ECOSYSTEMS GRASSLAND – mainly covered in grass. More rain than a desert. Home to large plant eaters such as buffalo or elephants. Ex. Prairie DESERT – Hot days, cold nights, little or no rain. Sandy or rocky soil. Home to reptiles, cacti, scorpions, hawks. TROPICAL RAIN FOREST – Lots of different trees and flowers. Warm and rainy all year. Jaguars, monkeys. TUNDRA – Cold. Frozen soil. Not much rain.

Populations A population is all the members of ONE species living in an AREA. A food web is many food chains linked together. COMPETITION happens when organisms fight over food, space, or water. Almost all food chains start with the sun.
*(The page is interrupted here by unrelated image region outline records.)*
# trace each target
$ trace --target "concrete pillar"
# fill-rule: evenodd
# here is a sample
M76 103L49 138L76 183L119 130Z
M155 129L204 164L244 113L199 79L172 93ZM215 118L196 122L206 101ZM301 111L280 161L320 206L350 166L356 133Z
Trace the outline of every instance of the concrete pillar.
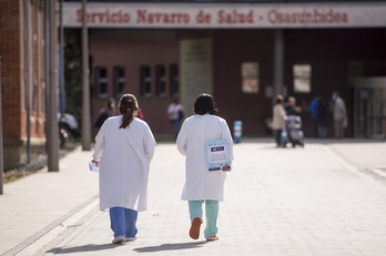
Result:
M282 29L274 30L274 98L284 92L284 32Z
M89 31L87 27L87 0L82 1L82 150L91 150L91 117L90 117L90 86L89 86Z

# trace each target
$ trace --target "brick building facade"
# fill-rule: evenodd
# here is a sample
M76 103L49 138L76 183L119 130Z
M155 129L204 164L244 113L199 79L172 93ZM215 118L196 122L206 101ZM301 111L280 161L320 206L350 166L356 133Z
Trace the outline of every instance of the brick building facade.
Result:
M29 154L32 163L45 154L44 0L0 1L0 49L3 157L10 170L26 164Z
M74 2L64 8L69 30L80 27ZM119 2L88 6L92 122L109 98L131 92L153 132L171 135L171 100L177 95L190 115L195 96L209 92L231 127L240 120L244 135L266 136L280 84L302 106L307 137L312 100L328 105L333 91L346 102L346 136L386 136L385 1ZM251 90L243 88L243 66L255 69Z

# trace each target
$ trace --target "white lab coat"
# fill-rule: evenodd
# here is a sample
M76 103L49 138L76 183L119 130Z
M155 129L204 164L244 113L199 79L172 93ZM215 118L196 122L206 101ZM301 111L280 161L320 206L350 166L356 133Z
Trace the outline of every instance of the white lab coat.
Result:
M150 161L154 136L142 120L134 117L119 129L122 115L108 119L95 137L93 158L99 165L100 208L121 206L145 211Z
M226 121L216 115L195 114L184 121L176 144L185 161L185 185L181 198L184 201L224 199L226 173L210 172L205 142L225 139L228 141L230 160L233 161L233 141ZM232 165L231 165L232 167Z

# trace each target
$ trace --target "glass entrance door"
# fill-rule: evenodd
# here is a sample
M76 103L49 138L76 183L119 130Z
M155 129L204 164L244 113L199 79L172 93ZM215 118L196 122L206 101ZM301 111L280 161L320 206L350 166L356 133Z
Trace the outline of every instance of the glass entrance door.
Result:
M386 137L386 88L356 88L355 106L355 136Z

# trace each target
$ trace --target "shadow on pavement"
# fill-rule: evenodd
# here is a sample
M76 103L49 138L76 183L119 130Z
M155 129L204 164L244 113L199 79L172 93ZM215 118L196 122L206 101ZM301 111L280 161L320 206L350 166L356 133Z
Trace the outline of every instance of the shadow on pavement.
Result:
M176 249L193 249L202 247L203 244L207 242L197 242L197 243L182 243L182 244L163 244L159 246L146 246L142 248L135 248L133 250L138 253L155 253L162 250L176 250Z
M82 246L75 246L75 247L69 247L69 248L53 247L52 249L47 250L45 253L73 254L73 253L80 253L80 252L96 252L96 250L103 250L103 249L111 249L118 246L124 246L124 244L104 244L104 245L89 244L89 245L82 245Z

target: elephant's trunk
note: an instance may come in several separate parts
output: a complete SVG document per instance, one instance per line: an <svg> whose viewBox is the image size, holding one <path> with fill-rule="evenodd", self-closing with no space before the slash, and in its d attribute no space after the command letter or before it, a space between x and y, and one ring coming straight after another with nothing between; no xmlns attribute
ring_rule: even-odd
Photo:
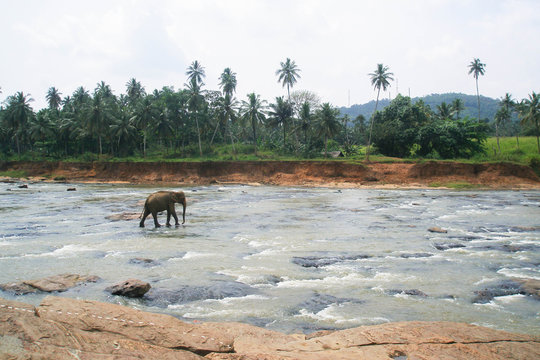
<svg viewBox="0 0 540 360"><path fill-rule="evenodd" d="M182 201L182 207L184 208L182 211L182 224L186 222L186 206L187 206L187 202L186 202L186 199L184 198L184 201Z"/></svg>

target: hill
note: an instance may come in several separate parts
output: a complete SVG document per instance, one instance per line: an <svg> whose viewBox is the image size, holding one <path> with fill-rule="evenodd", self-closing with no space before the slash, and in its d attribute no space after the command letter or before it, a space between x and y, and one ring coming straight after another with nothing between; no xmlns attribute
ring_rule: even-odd
<svg viewBox="0 0 540 360"><path fill-rule="evenodd" d="M454 99L461 99L461 101L463 101L465 110L461 116L477 117L478 105L476 95L466 95L461 93L431 94L423 97L415 97L412 99L412 102L415 103L418 100L423 100L433 111L436 111L437 105L440 105L442 102L446 102L450 105ZM389 103L390 101L388 99L380 99L378 110L384 109ZM499 100L480 95L480 117L482 119L487 118L492 120L497 111L498 104ZM347 114L351 119L356 118L360 114L364 115L366 119L369 119L375 110L375 100L362 105L341 107L339 110L342 115Z"/></svg>

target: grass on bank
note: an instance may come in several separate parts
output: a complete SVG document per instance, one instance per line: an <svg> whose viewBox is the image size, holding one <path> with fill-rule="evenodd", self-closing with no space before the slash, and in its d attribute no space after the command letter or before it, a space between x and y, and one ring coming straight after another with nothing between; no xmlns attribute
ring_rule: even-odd
<svg viewBox="0 0 540 360"><path fill-rule="evenodd" d="M528 165L535 167L535 164L540 170L540 154L536 145L536 137L520 137L519 148L515 137L501 137L499 139L500 152L497 147L497 139L495 137L488 138L485 144L484 154L478 154L471 159L450 159L441 160L437 158L394 158L377 153L376 148L372 148L372 155L370 155L371 162L381 163L395 163L395 162L423 162L423 161L458 161L464 163L486 163L486 162L513 162L522 165ZM338 148L329 148L329 151L340 150ZM324 153L313 154L310 156L303 156L302 153L298 154L284 154L279 150L269 149L257 149L257 155L255 155L254 147L250 144L235 144L233 147L228 145L216 145L212 148L206 147L203 149L203 156L199 156L198 147L190 146L189 148L178 149L176 152L162 151L161 149L149 149L147 156L143 157L142 154L126 157L114 157L109 154L103 154L99 156L94 153L85 153L76 157L57 158L44 156L38 152L30 152L21 155L19 159L17 155L8 157L7 161L66 161L66 162L93 162L93 161L106 161L106 162L201 162L201 161L346 161L352 163L364 163L365 161L365 147L356 146L353 151L347 153L346 157L333 159L331 157L326 158Z"/></svg>

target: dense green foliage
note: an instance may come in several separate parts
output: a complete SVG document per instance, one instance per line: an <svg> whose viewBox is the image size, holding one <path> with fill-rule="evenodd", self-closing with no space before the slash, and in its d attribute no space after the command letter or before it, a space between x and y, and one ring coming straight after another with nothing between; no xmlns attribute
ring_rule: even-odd
<svg viewBox="0 0 540 360"><path fill-rule="evenodd" d="M321 104L312 92L289 93L299 72L294 61L281 63L276 76L287 96L270 103L256 93L237 99L236 73L230 68L219 78L220 91L205 89L205 69L198 61L187 68L179 90L148 93L136 79L120 95L103 81L92 92L79 87L64 97L51 87L45 95L48 107L37 113L30 95L17 92L0 107L0 159L253 160L320 158L334 150L369 159L371 145L374 155L479 158L486 150L500 157L505 150L499 140L508 136L515 137L519 152L520 138L527 135L536 137L540 153L540 104L534 92L521 102L510 94L500 101L463 94L431 95L426 101L398 95L391 102L380 100L382 111L349 115ZM377 110L392 73L378 64L369 76ZM478 104L481 121L473 120ZM496 147L485 145L490 135L496 136Z"/></svg>
<svg viewBox="0 0 540 360"><path fill-rule="evenodd" d="M445 104L445 103L443 103ZM444 108L444 106L443 106ZM487 125L469 118L454 120L443 110L435 114L422 102L398 95L378 113L374 142L388 156L427 158L470 158L483 152Z"/></svg>

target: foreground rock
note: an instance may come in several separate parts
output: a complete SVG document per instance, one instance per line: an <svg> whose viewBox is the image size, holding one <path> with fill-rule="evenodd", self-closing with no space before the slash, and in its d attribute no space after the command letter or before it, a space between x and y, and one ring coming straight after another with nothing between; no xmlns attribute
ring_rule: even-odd
<svg viewBox="0 0 540 360"><path fill-rule="evenodd" d="M97 301L0 299L0 358L538 359L538 337L451 322L402 322L305 335L239 323L190 324Z"/></svg>
<svg viewBox="0 0 540 360"><path fill-rule="evenodd" d="M78 274L60 274L48 276L43 279L26 280L15 283L0 284L0 289L8 292L13 292L16 295L23 295L34 292L62 292L72 287L87 283L96 282L99 277L95 275L78 275Z"/></svg>

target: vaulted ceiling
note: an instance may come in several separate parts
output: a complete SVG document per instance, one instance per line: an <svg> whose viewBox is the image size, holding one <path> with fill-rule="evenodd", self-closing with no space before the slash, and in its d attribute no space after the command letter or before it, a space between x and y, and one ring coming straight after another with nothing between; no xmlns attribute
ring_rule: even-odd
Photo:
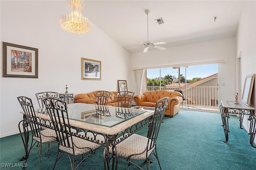
<svg viewBox="0 0 256 170"><path fill-rule="evenodd" d="M242 1L86 0L84 4L84 15L134 53L144 48L130 49L142 45L136 41L147 41L146 10L150 11L148 40L164 41L159 46L168 48L235 36ZM164 23L156 24L154 20L161 18Z"/></svg>

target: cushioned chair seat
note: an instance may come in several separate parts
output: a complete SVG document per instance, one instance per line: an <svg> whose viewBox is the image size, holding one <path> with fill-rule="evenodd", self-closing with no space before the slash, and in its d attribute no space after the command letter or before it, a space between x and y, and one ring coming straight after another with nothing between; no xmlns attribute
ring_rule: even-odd
<svg viewBox="0 0 256 170"><path fill-rule="evenodd" d="M81 132L78 133L78 135L84 135L84 133ZM90 136L91 135L89 135L89 134L88 134L87 136ZM91 136L90 136L90 137L93 138L94 137L93 137L93 135L92 135ZM74 144L75 155L82 154L90 151L91 149L87 148L84 148L84 147L88 147L93 150L94 150L100 147L100 145L99 144L90 142L90 141L86 141L85 139L80 138L78 137L73 136L72 137L72 139L73 142ZM103 139L104 138L102 137L102 139L103 140ZM66 139L66 141L68 140L69 140L69 142L70 143L71 143L71 138L70 137L69 137L68 139ZM72 148L66 147L64 146L60 145L60 150L68 153L70 154L73 154L73 149Z"/></svg>
<svg viewBox="0 0 256 170"><path fill-rule="evenodd" d="M145 137L136 134L133 134L128 138L116 145L118 155L125 158L128 158L132 154L142 153L147 147L148 139ZM150 143L151 140L150 139ZM148 155L152 152L154 147L148 152ZM112 150L110 149L110 150ZM146 152L142 154L132 156L129 157L130 159L145 159L146 158Z"/></svg>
Consumers and Producers A CONSUMER cannot make its own food and must eat other organisms to stay alive. A PRODUCER (plants) can make its own food from sunlight. A PREDATOR is a consumer that kills other animals to eat. A DECOMPOSER breaks down and eats dead things.

HUMAN IMPACTS POLLUTION is anything that humans add to the environment, such as from factories or housing developments, that harms the environment. CONSERVATION means protecting habitats or limiting hunting.